Thanks to the Pharmaceutical Benefits Scheme (PBS), Australians don’t usually pay full cost for prescription medications purchased from pharmacies. Instead, we only pay part of the cost of the medicine, with the remainder subsidised by the government. But not all prescription medications are subsidised by the Government under the PBS – that's where private health insurance can help.
Yes, mid-level extras cover can help pay for the cost of prescription medications. Extras policies typically only provide cover for prescription drugs that aren't subsidised under the PBS – which otherwise, without insurance, you'd have to pay the full price for.
Most policies let you claim between $200 and $500 per year for prescription medication. Some health funds also impose a sub-limit you can claim on each individual script. This could be a flat figure, for example $30 per script, or a maximum percentage of the cost of the script.
Inpatient pharmaceuticals are included in hospital cover. Policies can help pay for medications provided to you while you are being treated as an inpatient in hospital.
Mid-range extras cover can be used to cover the cost of non-PBS pharmacy items that are prescription-only and prescribed by a medical practitioner like your GP. This can include contraceptives for medical conditions, travel vaccinations, medically necessary hormonal implants and more.
In order to make a prescription medication claim on your extras policy, your doctor will need to prescribe medication that is not subsidised under the PBS. The medication must also:
- Cost more than $38.30
- Be a category S4 or S8 items (prescription-only medicines or controlled drugs)
- Be prescribed by a registered medical practitioner, dentist or nurse and only be available on prescription
- Be dispensed by a registered pharmacist
- Be approved by the Therapeutic Goods Administration (TGA) for sale within Australia
Extras that includes pharmaceutical cover doesn't usually have any waiting periods. However, hospital cover generally has a 2-month waiting period, or 12 months for pre-existing conditions.
The way you claim for the cost of prescription medication may vary depending on the extras claim options supported by your health fund. These include:
- On-the-spot claiming. This is done by swiping your health fund membership card.

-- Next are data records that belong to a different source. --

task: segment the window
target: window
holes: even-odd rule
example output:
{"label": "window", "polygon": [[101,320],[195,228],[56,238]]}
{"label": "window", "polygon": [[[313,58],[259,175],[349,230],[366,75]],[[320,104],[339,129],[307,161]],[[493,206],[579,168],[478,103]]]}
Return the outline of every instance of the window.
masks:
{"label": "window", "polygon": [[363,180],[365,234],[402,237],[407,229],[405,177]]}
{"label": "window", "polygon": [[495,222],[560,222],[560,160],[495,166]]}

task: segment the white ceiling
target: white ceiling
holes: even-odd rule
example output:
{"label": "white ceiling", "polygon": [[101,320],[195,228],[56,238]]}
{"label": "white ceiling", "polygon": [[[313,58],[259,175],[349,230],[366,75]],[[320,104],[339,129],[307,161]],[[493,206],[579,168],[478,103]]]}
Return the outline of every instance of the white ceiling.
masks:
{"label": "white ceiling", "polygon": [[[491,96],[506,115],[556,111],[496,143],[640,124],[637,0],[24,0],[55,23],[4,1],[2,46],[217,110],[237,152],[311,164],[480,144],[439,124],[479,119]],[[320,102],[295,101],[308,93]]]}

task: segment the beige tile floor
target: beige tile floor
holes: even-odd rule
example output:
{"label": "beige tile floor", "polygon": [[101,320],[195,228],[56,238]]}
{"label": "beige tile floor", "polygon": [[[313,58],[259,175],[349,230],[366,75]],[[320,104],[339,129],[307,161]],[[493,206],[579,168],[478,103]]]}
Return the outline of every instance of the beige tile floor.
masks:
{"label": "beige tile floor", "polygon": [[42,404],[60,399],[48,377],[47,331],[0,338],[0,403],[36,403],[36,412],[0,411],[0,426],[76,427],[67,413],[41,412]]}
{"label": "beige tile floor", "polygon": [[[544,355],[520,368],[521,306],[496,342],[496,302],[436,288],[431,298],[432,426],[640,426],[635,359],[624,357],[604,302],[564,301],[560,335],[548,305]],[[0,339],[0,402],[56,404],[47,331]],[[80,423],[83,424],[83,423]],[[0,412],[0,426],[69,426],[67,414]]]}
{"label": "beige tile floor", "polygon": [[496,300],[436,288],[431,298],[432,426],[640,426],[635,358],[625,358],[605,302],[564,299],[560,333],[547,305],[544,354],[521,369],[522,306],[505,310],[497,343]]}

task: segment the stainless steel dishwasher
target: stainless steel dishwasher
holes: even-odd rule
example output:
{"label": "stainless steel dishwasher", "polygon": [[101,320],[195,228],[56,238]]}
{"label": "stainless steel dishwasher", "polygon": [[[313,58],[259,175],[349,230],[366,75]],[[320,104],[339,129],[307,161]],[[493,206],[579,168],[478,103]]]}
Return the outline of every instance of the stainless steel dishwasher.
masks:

- Online claiming. You can lodge a claim via the online members section of your health fund’s website.
- Mobile claiming. Many health funds offer quick and convenient claims apps.
- By post. You can download a claims form and return the completed form to your fund.

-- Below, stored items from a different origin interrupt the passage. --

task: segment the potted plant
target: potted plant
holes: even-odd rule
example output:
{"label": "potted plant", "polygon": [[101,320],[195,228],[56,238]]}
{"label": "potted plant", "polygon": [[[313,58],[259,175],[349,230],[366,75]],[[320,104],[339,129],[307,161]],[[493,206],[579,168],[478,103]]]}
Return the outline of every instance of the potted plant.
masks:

- In-person. You can also lodge claims by visiting one of your health fund’s retail centres.
Your claim must be accompanied by an official pharmacy receipt which includes: your name, the script number and the name of the drug prescribed.
There are some situations where you cannot claim the cost of prescription medication on your private health insurance extras cover, including:
- If you have received the medications through the PBS or some other Government funding scheme.
- If the medication has not been approved for use by the Therapeutic Goods Administration (TGA).
- If the medication can be purchased without a prescription.
- If the medication is only dispensed via prescription to hospital in-patients (the cost of these drugs can be covered by hospital cover).
- If the drug is used as a contraceptive.
- If the drug is listed on your health fund’s exclusions list.
- If the medication is a compounded or experimental drug.
- If the medication is a natural remedy of any kind.
- If you have not served the waiting period imposed by your health fund for prescription medication.
What’s the difference between claiming on private health and on Medicare?
Public health services in Australia are provided by Medicare. Medicare only covers medication listed on the PBS. You'll need your Medicare card to access subsidised medication. The subsidy is usually included when you pay for it at the pharmacy. If your doctor prescribes medication that isn't listed on the PBS, you'll need to pay the full cost yourself.
Private health insurance
Private health insurance is essentially designed to cover the services that Medicare doesn't help out with. This can include medication prescribed by your doctor that isn't listed on the PBS. You might need to make a co-payment towards the total cost of medication. Some providers will allow you to claim your benefit on the spot at the pharmacy; others will reimburse you once you've submitted the claim online.